From Former NYC Law Enforcement, Now NICB Retired and Current Field Staff
By Josh Cahill, Interviewed by Ashleigh Faulhaber
This year marks the 20th anniversary of the horrific September 11 attacks. Nearly 3,000 Americans lost their lives—among those were more than 400 brave first responders, who ran toward certain danger in a valiant effort to save whoever they could.
As the dust settled and the smoke cleared, stunned Americans across the country were inspired and comforted by footage of the brave police officers, firefighters, paramedics, and other first responders working tirelessly to make sense of the destruction.
Among those with boots on the ground taking part in the relief efforts were NICB Northeast Regional Director Kevin Gallagher and Ed Carlson, a retired supervisory special agent in the Northeast Region, who were both with the New York City Police Department during 9/11.
We asked them to recall their memories of that fateful day and how they are coping today with what they witnessed during their response.
Ashleigh Faulhaber: Thank you both for being here today. I want to start by asking what your positions were at the time of the 9/11 attacks.
Kevin: I was a sergeant in the New York City Police Department, working in Organized Crime Control Bureau in the Auto Crime Division.
Ed: I was also a sergeant working in the Auto Crime Division of the NYPD’s Organized Crime Control Bureau in 2001.
AF: What were your day-to-day duties like pre-attack?
K: My duties focused on complex auto theft investigations, which included undercover and sting operations and working to reduce the auto theft with organized groups.
E: I supervised detectives in the auto crime division and at the time of the attack, I was working a major case involving a chop shop in Brooklyn that was cutting up high-end vehicles.
AF: How did you hear about the first crash into the Twin Towers, and what was your reaction?
E: One of the owners of the chop shop I was investigating, and his son, had just surrendered to us when somebody said that the towers were hit by a plane. We saw the news clips of the first plane hitting the tower on TV, and I called my lieutenant to tell him I was going to go down to the towers, but he ordered me to get back to Queens and supervise the detectives there. I credit him with saving my life.
K: That morning I was at home, I got a phone call from my mother and she said a plane crashed into one of the towers. As soon as I turned the TV on, I saw the second plane come in. At that point, I said to my mother, "I gotta go to work."
AF: What was the day like after the attack, and what was your experience participating in relief efforts?
K: Surreal. It was a beautiful, bright, sunny day, but near where the towers went down, it was like it was night out. There were survivors huddled around buildings crying. People racing, running from the scene. It felt like being on a movie set.
E: One thing I remember well was how the streets were so thick with ash and dust, that it looked like it had been snowing. As we worked through the debris, it stuck to your shoes like fresh snow.
K: As soon as the towers came down, a lot of communications were restricted, cell phones were not working, and I remember seeing all the off-duty officers back. Those of us that were not in uniform got into uniform, and we had a detective go commandeer an MTA bus, and we all went over as a unit to the WTC.

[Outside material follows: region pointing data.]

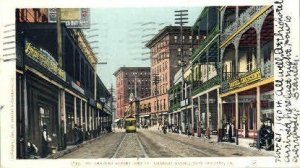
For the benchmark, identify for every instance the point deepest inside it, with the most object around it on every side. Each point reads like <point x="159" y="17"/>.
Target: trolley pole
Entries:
<point x="181" y="19"/>
<point x="155" y="82"/>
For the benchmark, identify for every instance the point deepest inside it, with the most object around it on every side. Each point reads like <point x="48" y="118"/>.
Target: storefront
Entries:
<point x="248" y="103"/>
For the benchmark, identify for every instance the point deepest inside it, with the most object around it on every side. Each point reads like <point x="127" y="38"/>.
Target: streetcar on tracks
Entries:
<point x="130" y="124"/>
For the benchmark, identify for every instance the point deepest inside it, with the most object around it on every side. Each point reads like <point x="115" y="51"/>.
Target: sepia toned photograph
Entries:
<point x="166" y="85"/>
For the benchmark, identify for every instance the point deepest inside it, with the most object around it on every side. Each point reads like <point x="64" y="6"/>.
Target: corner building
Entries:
<point x="164" y="56"/>
<point x="135" y="80"/>
<point x="247" y="54"/>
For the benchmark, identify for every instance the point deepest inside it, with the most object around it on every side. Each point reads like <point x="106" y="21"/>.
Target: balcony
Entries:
<point x="228" y="76"/>
<point x="202" y="44"/>
<point x="268" y="69"/>
<point x="206" y="85"/>
<point x="239" y="22"/>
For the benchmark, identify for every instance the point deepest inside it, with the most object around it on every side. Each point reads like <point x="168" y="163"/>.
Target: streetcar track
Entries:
<point x="127" y="138"/>
<point x="191" y="146"/>
<point x="141" y="146"/>
<point x="119" y="147"/>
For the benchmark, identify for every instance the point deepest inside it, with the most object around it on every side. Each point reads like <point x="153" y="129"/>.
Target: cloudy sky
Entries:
<point x="117" y="34"/>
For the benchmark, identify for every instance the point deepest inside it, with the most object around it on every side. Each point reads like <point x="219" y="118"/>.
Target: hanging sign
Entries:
<point x="44" y="58"/>
<point x="72" y="17"/>
<point x="251" y="77"/>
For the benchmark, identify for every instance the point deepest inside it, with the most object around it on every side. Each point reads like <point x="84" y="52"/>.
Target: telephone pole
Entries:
<point x="155" y="82"/>
<point x="181" y="18"/>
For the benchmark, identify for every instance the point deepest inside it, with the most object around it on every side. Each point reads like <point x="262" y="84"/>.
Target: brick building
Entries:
<point x="32" y="15"/>
<point x="164" y="57"/>
<point x="135" y="80"/>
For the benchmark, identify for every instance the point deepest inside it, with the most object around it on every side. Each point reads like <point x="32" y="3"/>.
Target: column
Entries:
<point x="192" y="110"/>
<point x="258" y="122"/>
<point x="236" y="116"/>
<point x="85" y="114"/>
<point x="89" y="116"/>
<point x="98" y="119"/>
<point x="199" y="117"/>
<point x="237" y="66"/>
<point x="207" y="111"/>
<point x="81" y="116"/>
<point x="219" y="109"/>
<point x="259" y="61"/>
<point x="75" y="109"/>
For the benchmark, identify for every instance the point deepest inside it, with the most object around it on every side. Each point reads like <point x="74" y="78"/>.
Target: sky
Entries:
<point x="117" y="35"/>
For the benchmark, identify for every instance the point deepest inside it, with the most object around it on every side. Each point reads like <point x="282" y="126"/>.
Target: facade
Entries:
<point x="58" y="95"/>
<point x="145" y="111"/>
<point x="247" y="55"/>
<point x="131" y="80"/>
<point x="205" y="74"/>
<point x="164" y="52"/>
<point x="32" y="15"/>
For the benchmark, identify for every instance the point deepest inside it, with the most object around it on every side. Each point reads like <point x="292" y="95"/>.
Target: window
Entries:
<point x="175" y="39"/>
<point x="44" y="116"/>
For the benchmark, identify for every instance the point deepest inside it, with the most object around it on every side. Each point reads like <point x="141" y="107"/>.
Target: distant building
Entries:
<point x="32" y="15"/>
<point x="131" y="80"/>
<point x="164" y="56"/>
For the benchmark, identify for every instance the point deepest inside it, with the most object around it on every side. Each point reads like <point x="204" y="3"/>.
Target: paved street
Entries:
<point x="154" y="144"/>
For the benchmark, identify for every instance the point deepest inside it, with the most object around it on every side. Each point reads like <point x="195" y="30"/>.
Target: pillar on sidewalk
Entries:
<point x="237" y="118"/>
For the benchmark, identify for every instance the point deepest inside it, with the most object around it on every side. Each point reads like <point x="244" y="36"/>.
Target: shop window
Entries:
<point x="251" y="118"/>
<point x="44" y="116"/>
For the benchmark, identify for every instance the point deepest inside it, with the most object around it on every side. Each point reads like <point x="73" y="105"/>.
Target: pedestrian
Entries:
<point x="76" y="134"/>
<point x="31" y="150"/>
<point x="45" y="140"/>
<point x="230" y="132"/>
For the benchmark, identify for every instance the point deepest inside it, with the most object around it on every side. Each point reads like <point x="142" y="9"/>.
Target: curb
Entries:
<point x="74" y="147"/>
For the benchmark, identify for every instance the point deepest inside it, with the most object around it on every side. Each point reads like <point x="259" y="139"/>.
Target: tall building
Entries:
<point x="53" y="94"/>
<point x="247" y="55"/>
<point x="32" y="15"/>
<point x="131" y="80"/>
<point x="164" y="56"/>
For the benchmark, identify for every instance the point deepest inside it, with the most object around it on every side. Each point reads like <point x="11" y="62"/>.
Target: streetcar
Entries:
<point x="130" y="124"/>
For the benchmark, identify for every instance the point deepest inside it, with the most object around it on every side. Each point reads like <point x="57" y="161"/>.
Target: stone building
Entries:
<point x="164" y="56"/>
<point x="131" y="80"/>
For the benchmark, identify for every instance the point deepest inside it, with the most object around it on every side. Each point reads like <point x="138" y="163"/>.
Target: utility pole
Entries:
<point x="62" y="120"/>
<point x="111" y="105"/>
<point x="181" y="19"/>
<point x="155" y="82"/>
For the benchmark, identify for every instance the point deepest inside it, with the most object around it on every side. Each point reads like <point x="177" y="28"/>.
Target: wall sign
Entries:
<point x="251" y="77"/>
<point x="43" y="58"/>
<point x="72" y="17"/>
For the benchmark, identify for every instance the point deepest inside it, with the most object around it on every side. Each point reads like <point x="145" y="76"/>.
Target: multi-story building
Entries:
<point x="145" y="111"/>
<point x="247" y="55"/>
<point x="32" y="15"/>
<point x="57" y="91"/>
<point x="205" y="74"/>
<point x="164" y="54"/>
<point x="133" y="81"/>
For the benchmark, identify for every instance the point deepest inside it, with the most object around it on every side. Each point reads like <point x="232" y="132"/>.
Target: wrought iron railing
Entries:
<point x="227" y="76"/>
<point x="239" y="22"/>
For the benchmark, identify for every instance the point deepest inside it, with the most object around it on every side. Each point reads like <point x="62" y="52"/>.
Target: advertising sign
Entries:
<point x="72" y="17"/>
<point x="44" y="58"/>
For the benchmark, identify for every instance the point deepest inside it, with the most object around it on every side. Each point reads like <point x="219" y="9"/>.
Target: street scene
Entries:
<point x="143" y="144"/>
<point x="136" y="83"/>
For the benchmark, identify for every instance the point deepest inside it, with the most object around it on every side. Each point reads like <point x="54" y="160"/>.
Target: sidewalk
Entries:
<point x="72" y="148"/>
<point x="243" y="142"/>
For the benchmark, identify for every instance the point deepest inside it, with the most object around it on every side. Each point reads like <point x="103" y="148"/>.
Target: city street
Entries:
<point x="154" y="144"/>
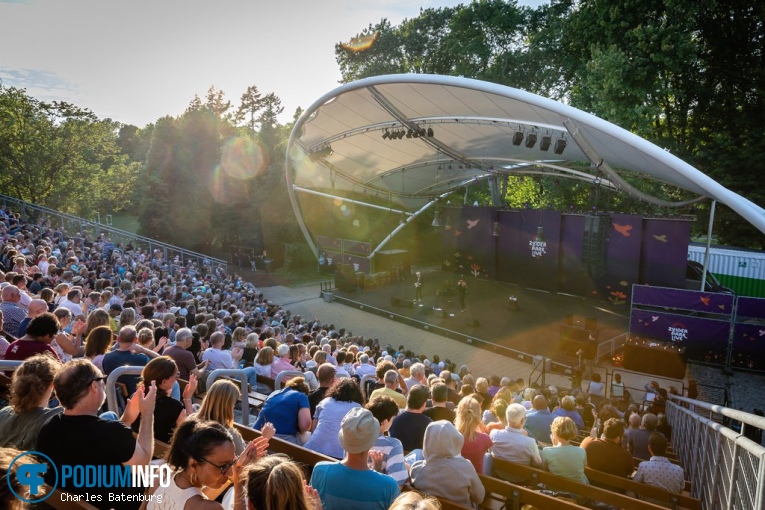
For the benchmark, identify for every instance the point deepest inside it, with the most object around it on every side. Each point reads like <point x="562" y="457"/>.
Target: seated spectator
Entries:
<point x="469" y="424"/>
<point x="326" y="375"/>
<point x="513" y="443"/>
<point x="390" y="379"/>
<point x="539" y="420"/>
<point x="124" y="355"/>
<point x="351" y="483"/>
<point x="439" y="392"/>
<point x="97" y="344"/>
<point x="409" y="426"/>
<point x="168" y="412"/>
<point x="289" y="412"/>
<point x="659" y="471"/>
<point x="275" y="482"/>
<point x="562" y="458"/>
<point x="31" y="388"/>
<point x="567" y="409"/>
<point x="343" y="396"/>
<point x="443" y="444"/>
<point x="203" y="460"/>
<point x="413" y="500"/>
<point x="79" y="436"/>
<point x="637" y="443"/>
<point x="40" y="333"/>
<point x="388" y="452"/>
<point x="606" y="453"/>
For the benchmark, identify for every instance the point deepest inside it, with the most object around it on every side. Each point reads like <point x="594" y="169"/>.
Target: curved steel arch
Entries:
<point x="471" y="122"/>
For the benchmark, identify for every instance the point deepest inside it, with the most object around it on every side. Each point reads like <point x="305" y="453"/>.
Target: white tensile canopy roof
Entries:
<point x="399" y="142"/>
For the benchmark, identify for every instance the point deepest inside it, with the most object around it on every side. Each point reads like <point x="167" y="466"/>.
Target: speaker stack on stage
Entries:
<point x="575" y="337"/>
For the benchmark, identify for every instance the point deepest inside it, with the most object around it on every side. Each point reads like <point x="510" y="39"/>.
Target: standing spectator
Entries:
<point x="513" y="442"/>
<point x="562" y="458"/>
<point x="539" y="420"/>
<point x="351" y="483"/>
<point x="124" y="355"/>
<point x="469" y="423"/>
<point x="606" y="453"/>
<point x="13" y="314"/>
<point x="443" y="444"/>
<point x="390" y="380"/>
<point x="439" y="411"/>
<point x="31" y="388"/>
<point x="391" y="458"/>
<point x="343" y="396"/>
<point x="79" y="436"/>
<point x="409" y="426"/>
<point x="659" y="471"/>
<point x="40" y="333"/>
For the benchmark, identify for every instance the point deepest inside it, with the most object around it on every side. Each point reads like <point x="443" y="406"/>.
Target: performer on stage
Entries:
<point x="462" y="292"/>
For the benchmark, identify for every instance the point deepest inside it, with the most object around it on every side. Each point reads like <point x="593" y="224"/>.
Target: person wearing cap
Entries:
<point x="351" y="483"/>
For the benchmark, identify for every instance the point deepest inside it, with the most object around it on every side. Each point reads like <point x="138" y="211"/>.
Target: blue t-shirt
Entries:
<point x="281" y="409"/>
<point x="341" y="487"/>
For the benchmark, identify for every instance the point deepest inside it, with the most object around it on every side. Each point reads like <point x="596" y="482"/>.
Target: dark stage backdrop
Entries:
<point x="529" y="247"/>
<point x="467" y="241"/>
<point x="665" y="252"/>
<point x="623" y="257"/>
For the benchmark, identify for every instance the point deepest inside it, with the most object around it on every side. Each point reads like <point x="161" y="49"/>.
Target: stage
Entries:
<point x="531" y="324"/>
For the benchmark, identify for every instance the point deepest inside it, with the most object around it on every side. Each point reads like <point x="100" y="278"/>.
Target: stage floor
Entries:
<point x="533" y="328"/>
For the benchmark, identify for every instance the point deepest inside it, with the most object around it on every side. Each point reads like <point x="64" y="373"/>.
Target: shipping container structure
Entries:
<point x="743" y="271"/>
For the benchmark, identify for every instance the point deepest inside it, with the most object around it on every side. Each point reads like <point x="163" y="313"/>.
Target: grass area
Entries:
<point x="125" y="222"/>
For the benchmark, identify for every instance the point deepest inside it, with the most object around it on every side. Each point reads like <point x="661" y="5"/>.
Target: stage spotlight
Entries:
<point x="518" y="138"/>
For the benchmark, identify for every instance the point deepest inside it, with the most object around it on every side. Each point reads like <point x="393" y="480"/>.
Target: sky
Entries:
<point x="135" y="61"/>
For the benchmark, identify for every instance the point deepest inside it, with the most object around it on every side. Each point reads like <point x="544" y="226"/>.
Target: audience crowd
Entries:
<point x="75" y="308"/>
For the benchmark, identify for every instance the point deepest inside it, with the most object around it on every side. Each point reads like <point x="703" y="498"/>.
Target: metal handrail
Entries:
<point x="111" y="384"/>
<point x="242" y="377"/>
<point x="112" y="230"/>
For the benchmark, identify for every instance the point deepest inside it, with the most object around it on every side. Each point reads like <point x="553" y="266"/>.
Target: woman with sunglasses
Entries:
<point x="203" y="459"/>
<point x="168" y="412"/>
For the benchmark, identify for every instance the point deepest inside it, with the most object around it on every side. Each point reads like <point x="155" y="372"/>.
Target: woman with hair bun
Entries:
<point x="203" y="460"/>
<point x="31" y="388"/>
<point x="275" y="482"/>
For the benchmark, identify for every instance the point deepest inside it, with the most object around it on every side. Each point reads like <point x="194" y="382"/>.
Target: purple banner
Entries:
<point x="574" y="278"/>
<point x="328" y="243"/>
<point x="751" y="307"/>
<point x="360" y="264"/>
<point x="698" y="336"/>
<point x="529" y="246"/>
<point x="356" y="247"/>
<point x="623" y="257"/>
<point x="748" y="346"/>
<point x="683" y="299"/>
<point x="665" y="252"/>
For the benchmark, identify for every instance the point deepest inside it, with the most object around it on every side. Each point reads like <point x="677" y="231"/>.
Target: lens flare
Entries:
<point x="363" y="43"/>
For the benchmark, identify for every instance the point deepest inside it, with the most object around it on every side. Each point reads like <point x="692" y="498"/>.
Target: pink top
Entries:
<point x="475" y="450"/>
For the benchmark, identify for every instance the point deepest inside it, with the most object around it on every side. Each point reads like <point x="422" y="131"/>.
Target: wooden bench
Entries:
<point x="557" y="483"/>
<point x="642" y="490"/>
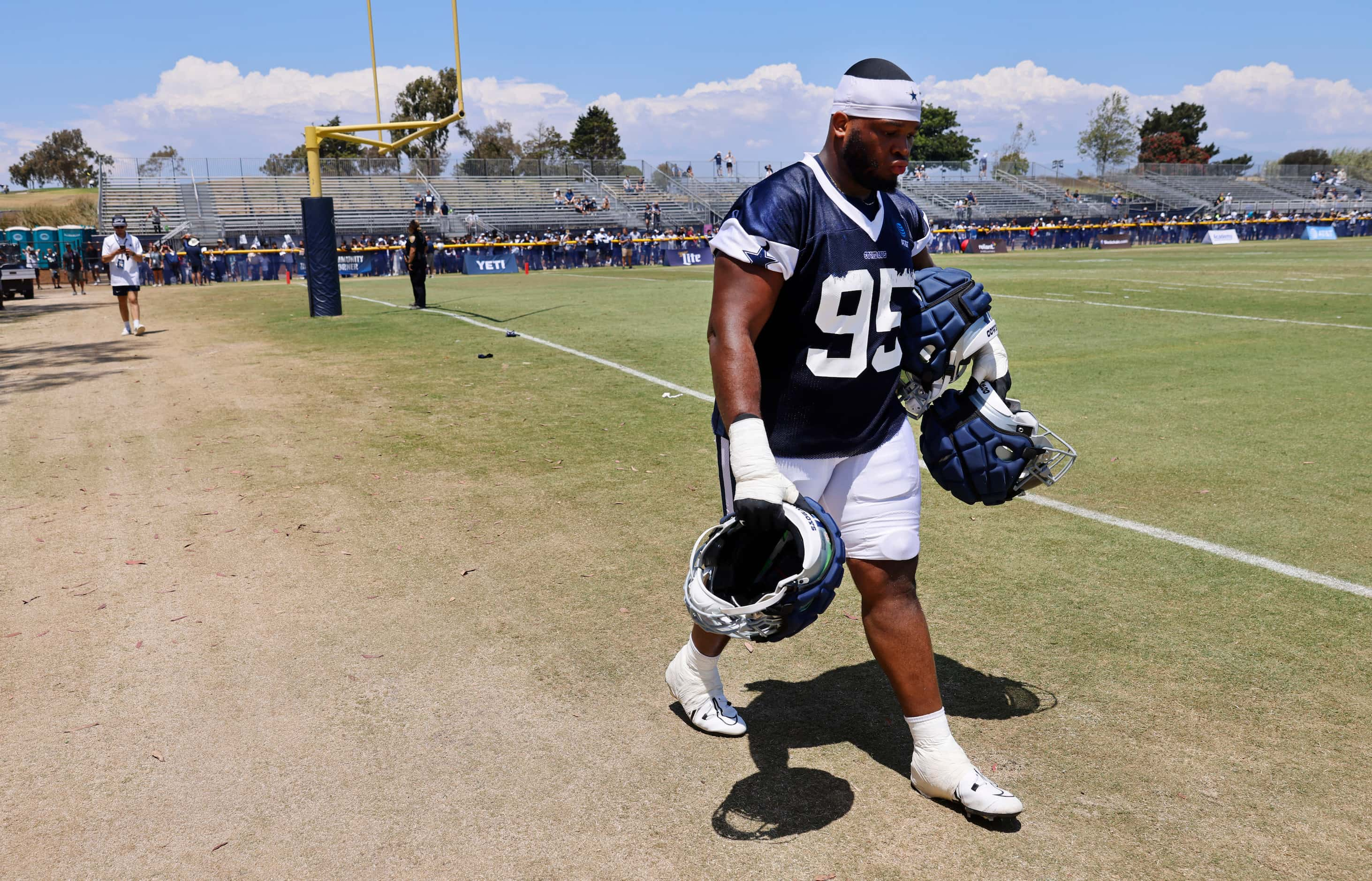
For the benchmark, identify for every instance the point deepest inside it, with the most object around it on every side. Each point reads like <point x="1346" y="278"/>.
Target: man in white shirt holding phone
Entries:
<point x="122" y="253"/>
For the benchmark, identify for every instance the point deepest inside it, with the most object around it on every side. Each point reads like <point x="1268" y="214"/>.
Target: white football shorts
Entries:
<point x="874" y="497"/>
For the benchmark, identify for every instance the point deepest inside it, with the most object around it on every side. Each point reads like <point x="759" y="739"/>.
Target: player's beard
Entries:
<point x="864" y="165"/>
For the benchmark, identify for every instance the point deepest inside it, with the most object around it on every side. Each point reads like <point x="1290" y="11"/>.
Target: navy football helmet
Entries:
<point x="766" y="586"/>
<point x="985" y="449"/>
<point x="954" y="326"/>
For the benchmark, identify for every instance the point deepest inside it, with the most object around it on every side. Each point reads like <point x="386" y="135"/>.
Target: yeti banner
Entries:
<point x="486" y="264"/>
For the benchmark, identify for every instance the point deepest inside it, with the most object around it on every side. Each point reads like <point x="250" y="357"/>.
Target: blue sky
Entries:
<point x="1275" y="79"/>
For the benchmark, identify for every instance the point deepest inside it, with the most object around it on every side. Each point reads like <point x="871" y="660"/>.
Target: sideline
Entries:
<point x="1184" y="312"/>
<point x="1198" y="544"/>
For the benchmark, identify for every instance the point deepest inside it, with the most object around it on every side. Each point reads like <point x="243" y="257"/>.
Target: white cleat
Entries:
<point x="702" y="696"/>
<point x="978" y="797"/>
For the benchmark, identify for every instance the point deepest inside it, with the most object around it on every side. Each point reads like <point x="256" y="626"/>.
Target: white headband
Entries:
<point x="877" y="99"/>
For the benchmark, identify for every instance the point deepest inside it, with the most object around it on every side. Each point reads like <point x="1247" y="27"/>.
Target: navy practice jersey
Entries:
<point x="829" y="355"/>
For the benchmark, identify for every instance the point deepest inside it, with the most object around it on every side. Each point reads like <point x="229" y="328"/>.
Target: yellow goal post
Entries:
<point x="316" y="134"/>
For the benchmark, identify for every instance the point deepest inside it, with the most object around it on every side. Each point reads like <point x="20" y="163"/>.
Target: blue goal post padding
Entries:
<point x="321" y="256"/>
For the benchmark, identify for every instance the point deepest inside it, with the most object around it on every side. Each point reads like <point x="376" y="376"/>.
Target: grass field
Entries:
<point x="353" y="601"/>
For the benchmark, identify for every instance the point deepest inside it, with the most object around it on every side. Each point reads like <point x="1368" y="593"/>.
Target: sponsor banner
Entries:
<point x="1221" y="236"/>
<point x="987" y="246"/>
<point x="689" y="257"/>
<point x="486" y="264"/>
<point x="355" y="264"/>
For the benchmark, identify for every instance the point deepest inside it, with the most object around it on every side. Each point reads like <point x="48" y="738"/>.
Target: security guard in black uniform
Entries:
<point x="416" y="254"/>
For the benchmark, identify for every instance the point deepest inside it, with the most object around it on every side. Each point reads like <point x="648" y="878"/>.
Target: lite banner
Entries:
<point x="486" y="266"/>
<point x="697" y="256"/>
<point x="355" y="264"/>
<point x="987" y="246"/>
<point x="320" y="250"/>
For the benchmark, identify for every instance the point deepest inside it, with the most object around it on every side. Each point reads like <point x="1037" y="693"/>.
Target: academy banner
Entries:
<point x="486" y="266"/>
<point x="699" y="256"/>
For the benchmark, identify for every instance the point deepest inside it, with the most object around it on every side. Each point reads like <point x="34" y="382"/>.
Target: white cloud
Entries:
<point x="214" y="109"/>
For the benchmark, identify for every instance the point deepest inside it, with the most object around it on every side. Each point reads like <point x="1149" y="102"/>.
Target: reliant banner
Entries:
<point x="987" y="246"/>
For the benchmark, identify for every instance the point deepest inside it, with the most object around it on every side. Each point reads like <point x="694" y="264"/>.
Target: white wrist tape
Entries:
<point x="754" y="466"/>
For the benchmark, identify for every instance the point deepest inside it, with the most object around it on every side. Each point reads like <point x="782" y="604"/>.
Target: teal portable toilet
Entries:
<point x="73" y="235"/>
<point x="45" y="238"/>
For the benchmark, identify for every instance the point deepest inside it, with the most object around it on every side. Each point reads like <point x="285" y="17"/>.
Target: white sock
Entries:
<point x="699" y="661"/>
<point x="938" y="763"/>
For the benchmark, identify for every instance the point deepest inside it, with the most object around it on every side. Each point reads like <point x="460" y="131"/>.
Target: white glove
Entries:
<point x="759" y="486"/>
<point x="991" y="363"/>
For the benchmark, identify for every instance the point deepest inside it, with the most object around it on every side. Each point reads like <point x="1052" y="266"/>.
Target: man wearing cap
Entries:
<point x="194" y="258"/>
<point x="814" y="268"/>
<point x="121" y="254"/>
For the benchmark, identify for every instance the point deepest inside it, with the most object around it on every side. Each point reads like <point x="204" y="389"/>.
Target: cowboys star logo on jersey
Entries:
<point x="829" y="353"/>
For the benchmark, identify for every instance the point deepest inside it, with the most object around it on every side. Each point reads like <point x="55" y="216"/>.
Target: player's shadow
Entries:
<point x="850" y="705"/>
<point x="38" y="367"/>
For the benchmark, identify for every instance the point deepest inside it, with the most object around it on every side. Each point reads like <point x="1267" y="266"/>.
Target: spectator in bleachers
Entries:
<point x="171" y="266"/>
<point x="154" y="263"/>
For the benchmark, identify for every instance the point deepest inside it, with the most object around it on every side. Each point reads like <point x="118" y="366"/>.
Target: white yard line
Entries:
<point x="552" y="345"/>
<point x="1187" y="312"/>
<point x="1243" y="284"/>
<point x="1198" y="544"/>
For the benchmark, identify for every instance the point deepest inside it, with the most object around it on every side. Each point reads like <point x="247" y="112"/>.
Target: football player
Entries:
<point x="814" y="266"/>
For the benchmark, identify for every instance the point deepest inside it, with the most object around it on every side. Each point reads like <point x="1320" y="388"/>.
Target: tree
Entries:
<point x="1171" y="147"/>
<point x="545" y="144"/>
<point x="1013" y="158"/>
<point x="1359" y="162"/>
<point x="494" y="150"/>
<point x="427" y="98"/>
<point x="1186" y="120"/>
<point x="596" y="137"/>
<point x="64" y="157"/>
<point x="159" y="159"/>
<point x="1242" y="164"/>
<point x="1307" y="157"/>
<point x="939" y="137"/>
<point x="1110" y="137"/>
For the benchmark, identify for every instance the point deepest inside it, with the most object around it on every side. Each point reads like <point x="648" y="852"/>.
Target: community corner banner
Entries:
<point x="699" y="256"/>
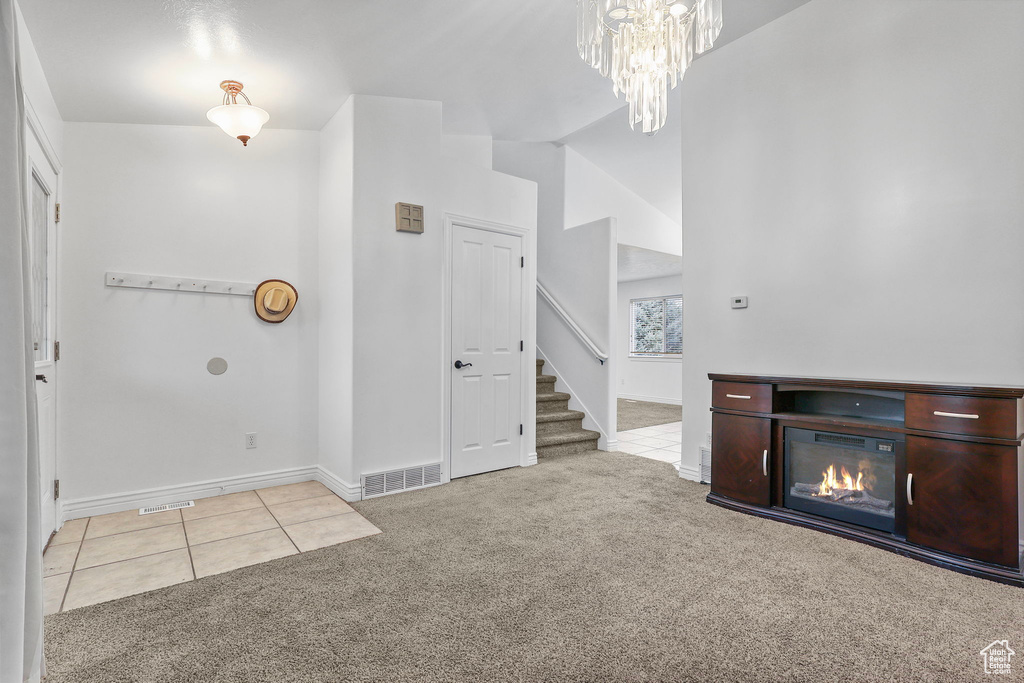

We got down to where the towers were at about 12:30 in the afternoon, and we worked until the next morning. There was a lot of search and rescue going on at the time, working through a pile of steel and dust that was no less than 30 or 40 feet high, trying to find survivors, and escorting residents to safety.
E: After the initial response, the landfill in Staten Island was opened up and they moved all the vehicles in the area of the attack there including patrol cars, fire trucks, and ambulances.
K: For about four months, Ed and I worked with five or six other detectives and members of NICB to catalogue all vehicles that were damaged in the attacks, which could be difficult at times because the cars they were bringing us didn't look like cars anymore.
AF: How has your experience as a first responder on 9/11 stayed with you?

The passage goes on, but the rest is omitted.